In the Mohawk Valley village of Little Falls in upstate New York was born this day in 1844 a boy named Linn Boyd Benton. He was destined to live for eighty-eight years and to add considerably to the technological advancement of the printing industry. Benton’s father was a lawyer who became interested in a career as a newspaper publisher, moving to Milwaukee in 1853 to assume the editorship of the Daily News of that city. Through this association young Benton was first introduced to the printer’s trade. His “formal” education was obtained during two years at Galesville College, followed by private tutoring in Latin and Greek, all of which was completed by his sixteenth year. He later acquired greater proficiency in a printing office in La Crosse, Wisconsin when his father was named a circuit judge there.

Deciding that the compositor’s art was not to his liking, Benton became a bookkeeper for the Northwestern Type Foundry, operated by a former partner of his father. When the foundry went bankrupt a short time later, Benton purchased it in company with a partner of his own. Thus at twenty-nine years of age he became the owner of what he once stated was “the worst equipped typefoundry in the United States.” The firm later took the name of Benton, Waldo & Company. By this time the former bookkeeper had discovered a passionate interest in precision mechanics and in its application to typefounding. Out of his experiments came the idea of “self-spacing” types.

In this system all of the characters of the font were assigned to six unit widths, as against the thirteen or fourteen of standard types. The set widths were in multiples of one-sixth of the body, which with the spaces of the same multiples allowed for automatic justification. According to Bullen, the types were tested by the Curtis Publishing Company of Philadelphia. A compositor named Stoddard was chosen for the trials. He set type about thirty-three per cent faster with the unit-width letters as against the non unit-width types. It was Stoddard who named the type. After being questioned about the justification he said, “I never thought of that—why, the damned thing spaces itself! “The system, while completely practical, foundered upon the principle of good letter proportion, since necessarily each character had to conform to the unit system, creating a letter of questionable aesthetic value.

Benton next turned his attention to the invention of a type-setting machine. Faced with the problem of having to cut some three thousand punches, with no punch-cutters available, Benton designed a machine to perform this laborious task. Thus he freed the typefounders of their dependence upon hand-cut punches, almost four and one-half centuries after the invention of movable types. Based upon the method of the pantograph, the Benton punch-cutter was patented in 1885 and was an immediate success.

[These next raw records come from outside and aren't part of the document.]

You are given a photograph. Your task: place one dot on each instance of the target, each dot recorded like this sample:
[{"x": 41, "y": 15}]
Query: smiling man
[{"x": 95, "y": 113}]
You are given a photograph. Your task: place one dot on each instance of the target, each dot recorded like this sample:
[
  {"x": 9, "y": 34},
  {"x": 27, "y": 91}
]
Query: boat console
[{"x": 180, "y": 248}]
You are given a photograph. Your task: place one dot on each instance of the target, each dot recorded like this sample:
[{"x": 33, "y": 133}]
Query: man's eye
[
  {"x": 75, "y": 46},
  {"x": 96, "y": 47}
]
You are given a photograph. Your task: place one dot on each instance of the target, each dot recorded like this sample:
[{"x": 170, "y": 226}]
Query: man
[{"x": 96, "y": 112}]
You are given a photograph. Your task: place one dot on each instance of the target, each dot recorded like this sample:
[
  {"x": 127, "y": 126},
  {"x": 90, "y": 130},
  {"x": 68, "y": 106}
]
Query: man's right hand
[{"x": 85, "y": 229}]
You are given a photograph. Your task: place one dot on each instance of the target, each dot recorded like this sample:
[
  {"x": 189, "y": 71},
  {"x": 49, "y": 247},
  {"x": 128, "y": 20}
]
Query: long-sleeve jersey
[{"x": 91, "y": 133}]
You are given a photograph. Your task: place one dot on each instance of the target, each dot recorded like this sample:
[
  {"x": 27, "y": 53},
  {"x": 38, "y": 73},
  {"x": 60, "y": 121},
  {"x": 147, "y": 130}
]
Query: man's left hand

Without this device the composing machines being developed during the same period could scarcely have been practical. The machines of Mergenthaler and Lanston needed a rapid method of punching matrices in order to sell them in quantity to accompany the machines, and hand-cutting the punches would have been impossibly laborious. The Benton machine was therefore purchased for this purpose by both the Linotype and Monotype firms. The same device, with variations, is now used by all of the world’s typefoundries and manufacturers of composing machines.

When Benton’s foundry was merged with the American Type Founders Company in 1892, he brought his machine with him to New York. The first type to be cut there was the famous Century type, in collaboration with Theodore Low De Vinne. The machine was later adapted to the direct engraving of matrices, the practice now universally followed by the typefounders.